Twenty-eight year old Sylvain, a divorced father of two, was among those who escaped Boy-Rabe for the safety of the hospital. He recalls the terror he felt when Séléka fighters entered his community on 26 August.

“We heard armed fighters screaming on the streets, saying that they will kill all the men living in Boy-Rabe,” he said. “It has been six months since the Séléka came to power. What do they want? Do they want to kill us all?

About 500 people like Valerie, Sylvain and their families found refuge at the Amity hospital. On 28 August, a joint OCHA and UN Children’s Fund (UNICEF) assessment found that the people there were in need of basic humanitarian support – health, food, water and sanitation, and protection.

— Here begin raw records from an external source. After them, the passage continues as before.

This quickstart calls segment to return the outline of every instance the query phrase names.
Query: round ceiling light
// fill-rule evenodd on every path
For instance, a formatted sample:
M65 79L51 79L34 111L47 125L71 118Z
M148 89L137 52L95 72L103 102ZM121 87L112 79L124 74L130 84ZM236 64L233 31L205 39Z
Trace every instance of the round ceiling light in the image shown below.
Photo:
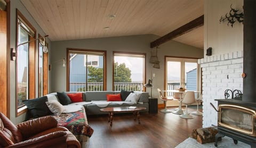
M108 17L110 19L113 19L116 18L116 14L108 14Z

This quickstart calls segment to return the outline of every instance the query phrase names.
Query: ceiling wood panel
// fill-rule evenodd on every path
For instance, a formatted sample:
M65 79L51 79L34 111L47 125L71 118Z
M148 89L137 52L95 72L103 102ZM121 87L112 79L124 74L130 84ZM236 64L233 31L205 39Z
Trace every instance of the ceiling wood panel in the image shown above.
M203 0L21 1L52 41L143 34L161 37L203 15L204 12ZM110 14L116 18L110 19ZM110 29L103 29L106 27ZM203 29L193 32L202 35L197 37L203 36ZM203 47L203 44L189 43L193 39L189 38L193 38L193 32L189 34L182 36L186 39L174 40Z

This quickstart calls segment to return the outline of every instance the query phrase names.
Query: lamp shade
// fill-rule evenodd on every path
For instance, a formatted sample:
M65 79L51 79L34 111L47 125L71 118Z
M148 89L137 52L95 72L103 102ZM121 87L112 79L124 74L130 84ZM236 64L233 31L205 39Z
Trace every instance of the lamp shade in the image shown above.
M144 85L144 87L152 87L153 86L152 85L152 81L153 80L149 79L148 83Z

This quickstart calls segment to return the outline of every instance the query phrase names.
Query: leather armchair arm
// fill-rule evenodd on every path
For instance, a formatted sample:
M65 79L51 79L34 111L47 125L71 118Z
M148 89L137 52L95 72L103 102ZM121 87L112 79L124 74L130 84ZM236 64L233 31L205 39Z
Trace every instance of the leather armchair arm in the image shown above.
M58 122L51 116L45 116L17 125L24 139L45 130L57 127Z
M67 133L65 131L58 131L17 143L7 147L66 147L66 138Z

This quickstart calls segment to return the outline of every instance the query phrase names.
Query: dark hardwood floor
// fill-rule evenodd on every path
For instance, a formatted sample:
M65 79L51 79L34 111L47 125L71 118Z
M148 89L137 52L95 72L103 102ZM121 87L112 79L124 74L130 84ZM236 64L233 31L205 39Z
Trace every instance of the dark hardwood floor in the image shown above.
M141 113L140 125L133 120L132 113L114 114L112 127L107 114L89 116L89 124L94 130L89 147L175 147L193 129L202 127L202 116L185 119L159 110L157 114Z

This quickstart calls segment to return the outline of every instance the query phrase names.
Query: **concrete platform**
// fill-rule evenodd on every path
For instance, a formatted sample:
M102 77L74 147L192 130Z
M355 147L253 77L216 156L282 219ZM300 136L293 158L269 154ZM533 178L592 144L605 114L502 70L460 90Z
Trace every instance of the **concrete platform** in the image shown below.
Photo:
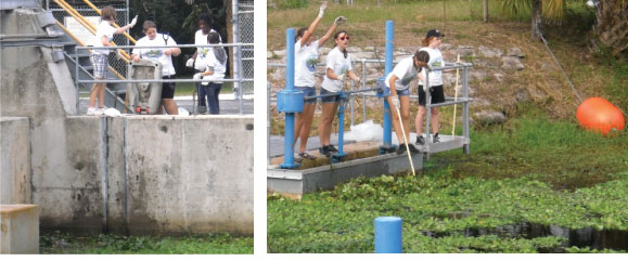
M281 169L283 156L271 158L267 170L267 188L287 197L300 198L303 194L331 190L334 186L359 177L379 177L399 172L411 172L408 155L395 153L380 155L380 142L358 142L347 144L346 160L332 162L328 157L311 151L313 160L304 160L298 169ZM414 169L423 167L423 154L412 155Z
M0 253L39 253L37 205L0 205Z

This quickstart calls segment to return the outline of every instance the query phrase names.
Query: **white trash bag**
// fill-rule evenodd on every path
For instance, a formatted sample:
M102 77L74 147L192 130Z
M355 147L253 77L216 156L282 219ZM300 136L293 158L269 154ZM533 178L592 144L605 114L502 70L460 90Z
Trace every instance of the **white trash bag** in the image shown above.
M381 141L384 129L381 125L373 123L373 120L367 120L362 123L351 126L351 130L345 133L345 140L363 142Z
M117 110L116 108L107 108L103 112L104 115L108 116L108 117L118 117L123 114L120 114L120 110Z
M190 112L183 107L179 107L179 115L181 116L190 116Z

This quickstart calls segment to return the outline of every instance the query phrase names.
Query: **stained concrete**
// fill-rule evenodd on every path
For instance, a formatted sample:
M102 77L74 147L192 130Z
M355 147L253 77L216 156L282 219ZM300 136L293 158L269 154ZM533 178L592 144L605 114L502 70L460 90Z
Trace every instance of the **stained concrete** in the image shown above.
M0 253L39 253L39 217L35 205L0 206Z
M30 203L28 118L0 118L0 204Z

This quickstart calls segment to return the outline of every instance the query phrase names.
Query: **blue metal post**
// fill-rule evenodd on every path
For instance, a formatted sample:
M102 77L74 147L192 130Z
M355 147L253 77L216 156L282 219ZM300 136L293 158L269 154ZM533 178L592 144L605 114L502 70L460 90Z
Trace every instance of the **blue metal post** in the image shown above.
M393 70L393 51L395 48L395 22L386 21L386 63L384 67L384 77ZM384 82L385 84L385 82ZM383 148L390 148L393 144L393 122L390 118L390 105L384 99L384 144Z
M294 162L294 114L303 112L304 93L294 90L294 28L286 30L286 69L285 69L285 90L278 93L277 108L285 113L284 128L284 164L281 168L292 169L299 165Z
M401 253L401 218L375 219L375 252Z

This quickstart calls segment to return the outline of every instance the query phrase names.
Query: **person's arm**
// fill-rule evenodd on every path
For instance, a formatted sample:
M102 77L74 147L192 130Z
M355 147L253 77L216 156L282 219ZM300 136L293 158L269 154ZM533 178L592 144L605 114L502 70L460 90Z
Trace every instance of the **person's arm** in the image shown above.
M309 25L307 30L300 37L300 39L302 39L300 47L303 47L305 44L305 42L307 41L307 39L313 34L315 29L317 28L317 26L319 25L319 23L323 18L323 14L325 13L326 8L328 8L328 1L324 1L319 9L319 16L316 17L313 22L311 22L311 24Z
M397 96L397 88L396 88L397 79L399 78L397 78L397 76L393 74L393 76L390 76L390 80L388 80L388 86L390 86L390 95L393 96Z

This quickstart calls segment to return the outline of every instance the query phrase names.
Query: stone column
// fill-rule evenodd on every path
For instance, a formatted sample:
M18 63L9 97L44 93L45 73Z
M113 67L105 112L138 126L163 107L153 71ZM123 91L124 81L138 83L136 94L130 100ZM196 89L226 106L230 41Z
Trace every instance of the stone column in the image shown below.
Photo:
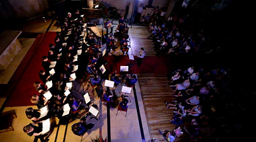
M129 12L126 19L126 21L128 21L128 23L130 23L130 20L131 19L132 14L132 23L134 22L134 18L137 14L137 11L138 11L138 0L130 1Z
M166 13L166 16L165 16L166 18L168 18L169 15L172 13L176 3L176 0L170 0L169 1L168 7L167 8Z
M130 0L130 5L129 5L129 12L128 15L128 17L130 18L132 13L132 7L134 7L134 1L135 0Z
M93 0L87 0L87 6L89 9L93 8Z

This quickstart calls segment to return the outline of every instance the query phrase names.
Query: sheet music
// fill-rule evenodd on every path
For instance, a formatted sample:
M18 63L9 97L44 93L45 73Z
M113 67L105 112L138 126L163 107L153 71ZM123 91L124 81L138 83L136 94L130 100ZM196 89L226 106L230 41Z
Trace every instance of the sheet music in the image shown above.
M71 89L72 87L72 83L66 83L66 87L68 87L68 89Z
M63 46L64 46L64 47L66 47L66 42L65 42L65 43L63 43Z
M66 89L66 90L64 92L64 94L67 96L68 94L70 94L70 91L69 91L68 89Z
M106 48L103 50L102 56L104 56L105 53L106 53Z
M88 104L89 102L90 102L90 98L88 92L84 95L84 98L86 104Z
M104 74L104 73L105 73L106 71L105 67L103 65L102 65L101 67L100 67L100 70L102 73L102 74Z
M43 122L42 134L46 133L48 131L50 131L50 126L51 126L50 118L48 118L47 120L45 120Z
M50 100L51 98L53 96L53 94L52 94L52 93L51 93L51 92L49 90L48 90L46 93L45 93L43 94L43 96L46 98L46 100L45 100L45 101L47 101L47 100Z
M52 61L52 63L51 63L51 65L49 66L49 68L55 67L57 63L57 61Z
M46 116L48 114L48 106L45 106L40 109L41 116L39 118Z
M55 69L51 69L51 71L49 71L49 73L50 73L51 75L54 75L55 73Z
M45 84L47 86L47 90L49 90L49 89L51 89L53 87L53 81L47 81Z
M104 85L106 87L109 87L112 88L114 87L114 81L106 80Z
M90 107L89 112L92 113L92 114L94 115L94 116L97 116L98 114L98 110L93 106Z
M129 55L129 59L134 60L134 56L133 55L131 55L129 53L128 55Z
M69 114L69 111L70 110L70 107L69 106L68 104L66 104L65 105L63 106L63 116L66 116Z
M73 71L76 71L78 69L78 65L74 66Z
M77 54L78 55L81 55L81 53L82 53L82 50L77 50Z
M120 66L120 71L128 71L128 66Z
M125 86L122 86L121 92L130 94L132 91L131 87L128 87Z
M74 81L74 79L76 79L76 73L72 73L70 75L70 77L72 79L72 81Z

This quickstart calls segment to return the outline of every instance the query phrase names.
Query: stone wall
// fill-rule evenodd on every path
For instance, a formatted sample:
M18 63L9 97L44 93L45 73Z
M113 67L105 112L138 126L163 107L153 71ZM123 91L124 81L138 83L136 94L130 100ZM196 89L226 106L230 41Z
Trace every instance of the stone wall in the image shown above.
M143 3L144 7L148 5L148 0L135 0L138 1L138 5ZM125 10L125 7L128 3L133 1L132 0L102 0L101 1L108 3L112 7L116 7L118 10ZM168 0L153 0L152 6L158 6L160 8L166 7Z
M0 16L3 18L29 18L47 12L47 0L3 0Z

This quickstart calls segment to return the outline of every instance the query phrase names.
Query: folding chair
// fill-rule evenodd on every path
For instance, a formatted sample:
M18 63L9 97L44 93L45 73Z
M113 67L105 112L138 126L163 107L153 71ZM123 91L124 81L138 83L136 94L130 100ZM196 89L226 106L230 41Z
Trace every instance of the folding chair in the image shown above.
M132 100L130 97L128 97L129 99L128 99L128 101L130 101L130 102L128 102L127 104L127 107L125 108L122 108L120 106L120 104L118 104L118 107L117 108L117 112L116 112L116 116L118 115L118 111L120 111L120 112L126 112L126 114L125 114L125 117L126 117L127 116L127 112L128 112L128 105L131 104L132 104Z

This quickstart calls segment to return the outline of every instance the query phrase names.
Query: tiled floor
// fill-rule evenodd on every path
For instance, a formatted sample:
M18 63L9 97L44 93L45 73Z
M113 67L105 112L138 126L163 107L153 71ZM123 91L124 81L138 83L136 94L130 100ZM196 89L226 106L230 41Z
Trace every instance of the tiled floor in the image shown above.
M33 43L35 42L35 38L18 38L18 40L21 42L22 48L16 55L11 64L8 66L7 69L0 71L0 84L8 83L9 80L10 80L19 63L21 62L27 52L31 47Z

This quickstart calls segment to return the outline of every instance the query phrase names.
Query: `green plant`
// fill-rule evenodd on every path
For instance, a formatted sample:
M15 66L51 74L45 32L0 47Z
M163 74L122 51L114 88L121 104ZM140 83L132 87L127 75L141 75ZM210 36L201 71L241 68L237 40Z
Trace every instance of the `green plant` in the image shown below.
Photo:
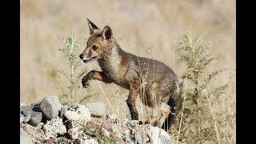
M76 88L80 84L81 78L86 74L86 71L80 72L78 70L81 65L81 60L78 56L78 51L80 50L80 42L77 39L77 37L74 34L70 34L62 42L64 43L63 46L59 50L62 52L69 62L70 70L58 70L58 74L61 74L69 81L70 92L66 94L62 91L61 95L62 98L69 97L71 102L74 103Z
M185 34L179 41L178 52L180 62L184 62L186 70L182 76L181 89L184 102L180 122L172 127L171 134L180 142L229 141L230 134L223 130L224 121L232 124L234 114L228 110L216 111L213 105L226 94L229 82L210 88L211 81L226 69L209 72L209 65L217 58L209 52L210 44L200 43L202 37L193 38L190 34Z

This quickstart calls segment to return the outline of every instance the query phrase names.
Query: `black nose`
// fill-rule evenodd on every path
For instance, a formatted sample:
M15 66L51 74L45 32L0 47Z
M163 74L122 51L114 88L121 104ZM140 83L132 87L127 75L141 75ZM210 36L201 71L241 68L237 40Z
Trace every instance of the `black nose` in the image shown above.
M81 59L82 59L82 58L83 58L83 54L81 54L79 55L79 57L80 57Z

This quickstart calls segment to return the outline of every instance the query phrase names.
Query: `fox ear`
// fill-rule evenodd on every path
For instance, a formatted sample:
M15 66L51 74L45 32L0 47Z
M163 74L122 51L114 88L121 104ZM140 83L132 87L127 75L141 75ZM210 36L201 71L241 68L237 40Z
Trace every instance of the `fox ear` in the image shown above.
M99 28L98 28L97 26L92 22L90 22L88 18L87 18L87 21L88 21L88 26L90 30L90 34L94 34L95 30L99 30Z
M104 40L110 40L113 38L112 30L110 26L106 26L102 32L102 37Z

In nearby Boeing, an estimated 5,000 people – mainly women and children – sought refuge from the fighting at Bangui International Airport, according to the UN Refugee Agency (UNHCR).

On 29 August, the people at the airport were dispersed. Those at the Amity hospital have also returned home. These neighborhoods are now patrolled by a Multinational Force of Central Africa troops that was deployed to CAR by the Economic Community of Central African States.

Violence not contained to Bangui

Violent clashes in north-western CAR were also reported throughout August and into September. On the weekend of 8-9 September, two staff members of the NGO ACTED were killed in Bossangoa, about 300 km north of the capital.

“It is shocking that aid workers have been targeted and these killings must be condemned in the strongest terms,” said UN Humanitarian Coordinator Kaarina Immonen in a statement issued on 11 September. “I urge the authorities and all parties to the conflict to respect humanitarian personnel and assets and to bring to justice those responsible for unacceptable acts.”